Mr. Arons’s case for bilingual/bicultural education is not strengthened by his invocation of the First Amendment as a bulwark against non-English-speaking children having to be taught English in school. In drawing an analogy between racial segregation and the problems of linguistic minorities and in quoting Chief Justice Earl Warren’s opinion in Brown v. Board of Education on the dire effects of such segregation on children, Mr. Arons misleads the reader into thinking that the First Amendment was used by the Court as the grounds for that decision. In fact, the Court invoked the 14th Amendment.

Mr. Arons relies no less heavily on an analogy with religion to make his point. He alludes to the establishment clause of the First Amendment, which prohibits the government from either setting up a state religion or interfering with sectarian belief and practice, to assert a heretofore unrecognized right to government neutrality toward spoken languages.

The analogy with religion fails on two grounds. First, individuals always have the choice of believing in God and practicing a religion, or of doing one or the other, or of doing neither. None of us has any choice, however, but to speak a specific language. School instruction must at any moment take place in some language or other, so neutrality of the sort that is enforced toward religion is linguistically impossible.
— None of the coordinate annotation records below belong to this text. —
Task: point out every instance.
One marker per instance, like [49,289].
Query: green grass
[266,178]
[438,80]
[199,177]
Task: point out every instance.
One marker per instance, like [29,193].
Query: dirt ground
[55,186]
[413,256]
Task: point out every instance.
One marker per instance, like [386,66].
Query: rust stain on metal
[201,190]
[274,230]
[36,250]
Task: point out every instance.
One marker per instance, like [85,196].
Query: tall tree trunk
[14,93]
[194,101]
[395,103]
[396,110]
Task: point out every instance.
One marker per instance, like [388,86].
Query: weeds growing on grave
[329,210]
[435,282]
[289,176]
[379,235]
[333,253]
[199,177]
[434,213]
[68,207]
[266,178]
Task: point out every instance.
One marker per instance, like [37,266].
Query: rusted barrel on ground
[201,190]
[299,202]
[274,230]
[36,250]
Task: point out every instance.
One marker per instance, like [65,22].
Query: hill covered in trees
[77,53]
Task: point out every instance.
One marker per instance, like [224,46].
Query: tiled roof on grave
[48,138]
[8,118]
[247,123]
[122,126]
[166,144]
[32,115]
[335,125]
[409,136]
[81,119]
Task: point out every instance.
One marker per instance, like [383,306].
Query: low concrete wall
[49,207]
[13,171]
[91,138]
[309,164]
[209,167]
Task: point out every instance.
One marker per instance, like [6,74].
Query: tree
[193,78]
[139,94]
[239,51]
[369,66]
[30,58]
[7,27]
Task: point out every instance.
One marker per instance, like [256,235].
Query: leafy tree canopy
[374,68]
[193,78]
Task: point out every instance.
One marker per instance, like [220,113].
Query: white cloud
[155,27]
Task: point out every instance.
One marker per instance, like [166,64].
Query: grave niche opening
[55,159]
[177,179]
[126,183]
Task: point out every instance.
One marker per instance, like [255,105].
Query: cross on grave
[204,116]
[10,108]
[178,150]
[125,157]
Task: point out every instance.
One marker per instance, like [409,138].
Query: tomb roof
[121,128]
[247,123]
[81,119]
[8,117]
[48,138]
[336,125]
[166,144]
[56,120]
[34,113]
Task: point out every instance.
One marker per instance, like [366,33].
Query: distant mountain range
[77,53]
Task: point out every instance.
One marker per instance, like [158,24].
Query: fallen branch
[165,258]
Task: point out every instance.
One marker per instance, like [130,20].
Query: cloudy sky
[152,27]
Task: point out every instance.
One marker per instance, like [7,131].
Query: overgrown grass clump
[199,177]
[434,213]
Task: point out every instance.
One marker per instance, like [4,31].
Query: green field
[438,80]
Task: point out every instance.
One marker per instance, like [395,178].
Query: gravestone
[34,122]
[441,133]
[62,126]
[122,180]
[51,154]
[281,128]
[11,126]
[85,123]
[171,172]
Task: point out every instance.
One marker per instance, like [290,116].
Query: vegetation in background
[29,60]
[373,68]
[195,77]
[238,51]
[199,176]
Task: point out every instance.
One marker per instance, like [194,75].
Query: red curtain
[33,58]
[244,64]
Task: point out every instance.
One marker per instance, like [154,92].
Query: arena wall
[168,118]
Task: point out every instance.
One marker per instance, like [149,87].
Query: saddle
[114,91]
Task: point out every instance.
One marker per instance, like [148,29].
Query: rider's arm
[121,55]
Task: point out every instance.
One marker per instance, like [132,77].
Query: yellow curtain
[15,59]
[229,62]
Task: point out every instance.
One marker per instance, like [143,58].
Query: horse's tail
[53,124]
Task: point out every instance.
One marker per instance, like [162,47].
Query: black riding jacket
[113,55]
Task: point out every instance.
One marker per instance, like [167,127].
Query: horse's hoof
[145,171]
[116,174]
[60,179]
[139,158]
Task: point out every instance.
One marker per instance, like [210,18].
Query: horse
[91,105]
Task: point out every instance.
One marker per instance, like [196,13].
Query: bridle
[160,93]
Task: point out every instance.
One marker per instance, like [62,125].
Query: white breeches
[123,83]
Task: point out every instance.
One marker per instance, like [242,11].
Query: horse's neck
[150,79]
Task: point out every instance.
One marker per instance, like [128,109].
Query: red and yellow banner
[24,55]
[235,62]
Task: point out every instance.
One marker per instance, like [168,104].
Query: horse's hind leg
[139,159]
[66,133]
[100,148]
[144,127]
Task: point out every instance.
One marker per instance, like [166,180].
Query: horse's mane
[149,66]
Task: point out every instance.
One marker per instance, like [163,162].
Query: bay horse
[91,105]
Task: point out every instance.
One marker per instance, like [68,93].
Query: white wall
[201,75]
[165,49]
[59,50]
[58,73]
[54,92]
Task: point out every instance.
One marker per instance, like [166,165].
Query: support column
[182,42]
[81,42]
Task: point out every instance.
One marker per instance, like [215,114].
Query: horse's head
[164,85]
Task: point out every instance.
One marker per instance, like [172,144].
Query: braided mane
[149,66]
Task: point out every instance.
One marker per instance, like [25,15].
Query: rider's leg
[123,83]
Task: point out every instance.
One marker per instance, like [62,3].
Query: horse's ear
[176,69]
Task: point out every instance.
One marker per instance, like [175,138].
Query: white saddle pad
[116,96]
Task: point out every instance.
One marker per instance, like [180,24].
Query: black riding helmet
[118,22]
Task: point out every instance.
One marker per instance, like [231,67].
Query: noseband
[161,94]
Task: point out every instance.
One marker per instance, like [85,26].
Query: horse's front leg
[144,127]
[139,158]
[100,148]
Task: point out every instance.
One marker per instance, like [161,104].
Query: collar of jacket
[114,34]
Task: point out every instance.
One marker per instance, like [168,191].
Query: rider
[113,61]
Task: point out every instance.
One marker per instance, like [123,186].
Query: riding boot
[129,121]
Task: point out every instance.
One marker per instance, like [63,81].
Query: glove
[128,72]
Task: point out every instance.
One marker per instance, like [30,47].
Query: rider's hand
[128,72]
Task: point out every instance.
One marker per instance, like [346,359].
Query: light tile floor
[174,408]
Second, the establishment clause rests on the dreadful experience of religious persecution and warfare during the 250 years preceding adoption of the Bill of Rights. Promotion of religious truth had proven to be a sanguinary cause. In that the state was and still is unequipped to determine the veracity of competing sects’ claims to divine preference, the First Congress and the states chose to impose religious neutrality on the government, thereby furthering civility among citizens and comity among groups.
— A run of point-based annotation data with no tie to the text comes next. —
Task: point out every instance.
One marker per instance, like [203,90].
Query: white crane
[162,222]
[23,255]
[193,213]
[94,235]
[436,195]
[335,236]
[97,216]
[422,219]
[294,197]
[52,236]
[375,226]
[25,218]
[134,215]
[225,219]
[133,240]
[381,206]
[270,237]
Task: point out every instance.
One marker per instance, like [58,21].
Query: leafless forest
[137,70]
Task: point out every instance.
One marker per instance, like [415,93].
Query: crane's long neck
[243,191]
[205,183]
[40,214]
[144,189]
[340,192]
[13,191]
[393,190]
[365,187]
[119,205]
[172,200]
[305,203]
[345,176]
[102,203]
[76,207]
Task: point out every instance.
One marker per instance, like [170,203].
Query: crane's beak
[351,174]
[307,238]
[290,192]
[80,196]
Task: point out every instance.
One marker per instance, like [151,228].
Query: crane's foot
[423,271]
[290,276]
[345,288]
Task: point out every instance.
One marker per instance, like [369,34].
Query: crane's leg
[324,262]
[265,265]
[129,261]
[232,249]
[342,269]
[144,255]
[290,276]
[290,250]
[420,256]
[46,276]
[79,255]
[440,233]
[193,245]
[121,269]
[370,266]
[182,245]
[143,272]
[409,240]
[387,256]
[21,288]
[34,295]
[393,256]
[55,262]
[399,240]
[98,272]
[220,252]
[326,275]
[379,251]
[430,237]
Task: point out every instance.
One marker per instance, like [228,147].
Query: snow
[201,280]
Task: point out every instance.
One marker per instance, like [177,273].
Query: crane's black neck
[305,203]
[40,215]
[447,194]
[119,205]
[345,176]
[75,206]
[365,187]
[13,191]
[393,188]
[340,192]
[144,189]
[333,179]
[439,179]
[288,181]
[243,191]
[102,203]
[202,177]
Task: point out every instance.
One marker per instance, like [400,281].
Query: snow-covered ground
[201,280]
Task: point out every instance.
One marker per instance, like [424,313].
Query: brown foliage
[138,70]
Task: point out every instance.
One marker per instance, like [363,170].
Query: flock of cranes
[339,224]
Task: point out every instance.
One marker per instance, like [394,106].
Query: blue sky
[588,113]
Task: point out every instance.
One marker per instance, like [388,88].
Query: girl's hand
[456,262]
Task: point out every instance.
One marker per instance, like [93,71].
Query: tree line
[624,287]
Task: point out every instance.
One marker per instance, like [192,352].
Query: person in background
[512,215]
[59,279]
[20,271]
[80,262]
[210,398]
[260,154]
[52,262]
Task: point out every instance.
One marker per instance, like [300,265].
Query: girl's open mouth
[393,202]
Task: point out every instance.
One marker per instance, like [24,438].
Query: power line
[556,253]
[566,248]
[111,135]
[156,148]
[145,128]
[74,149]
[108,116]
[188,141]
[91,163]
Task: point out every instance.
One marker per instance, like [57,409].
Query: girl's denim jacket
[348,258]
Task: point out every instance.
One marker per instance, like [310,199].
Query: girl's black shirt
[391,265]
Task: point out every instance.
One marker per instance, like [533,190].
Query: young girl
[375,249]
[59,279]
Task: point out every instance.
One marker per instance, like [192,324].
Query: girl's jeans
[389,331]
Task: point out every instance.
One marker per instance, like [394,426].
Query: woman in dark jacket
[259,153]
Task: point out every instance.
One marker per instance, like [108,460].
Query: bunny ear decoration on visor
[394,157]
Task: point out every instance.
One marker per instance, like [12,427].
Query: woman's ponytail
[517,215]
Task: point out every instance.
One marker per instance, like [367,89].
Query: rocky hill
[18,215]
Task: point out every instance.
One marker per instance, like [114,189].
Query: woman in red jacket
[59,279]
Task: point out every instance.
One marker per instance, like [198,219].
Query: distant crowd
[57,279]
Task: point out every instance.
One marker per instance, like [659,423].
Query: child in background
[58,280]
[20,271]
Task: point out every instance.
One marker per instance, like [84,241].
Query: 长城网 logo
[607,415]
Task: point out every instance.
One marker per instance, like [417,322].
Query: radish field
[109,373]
If, however, precedence is given under the First Amendment’s cover to linguistic diversity over the furtherance of peaceful pursuit of our public ends by democratic means, then this newly asserted First Amendment right would most likely conflict directly with the ensurance of domestic tranquility that the Preamble recites as one of the paramount reasons for the Constitution’s existence.

Mr. Arons is therefore mistaken to label all objection to bilingual/bicultural education as a species of cultural imperialism.

The premise for his harsh conclusion about views other than his own must be that English ought to hold no public privilege whatsoever among the languages spoken in American homes, so that any preference that is shown to English must be the result of one speaking group’s assertion of power over all the others.

This premise can be faulted, however, on grounds of the political tradition we embody as Americans; the complex relationship we may infer among the English language, English common law, and the notable stability of the English-speaking peoples’ political institutions; the evidence proof internecine strife provided by many countries that are firmly polyglot; and the wild expectation that everyone be fluent in every language, which his premise requires if self-government on any scale is to be preserved.

One need not reject or belittle cultural and linguistic diversity to doubt the wisdom of what Mr. Arons proposes. One can even be an enthusiast of diversity and still believe that everyone in this country ought to be fluent in a lingua franca. English is, of course, the lingua franca at hand. That Mr. Arons finds this historical fact and its consequences for American civic life deplorable suggests that bilingual education needs a better defense than the one he provides in his essay.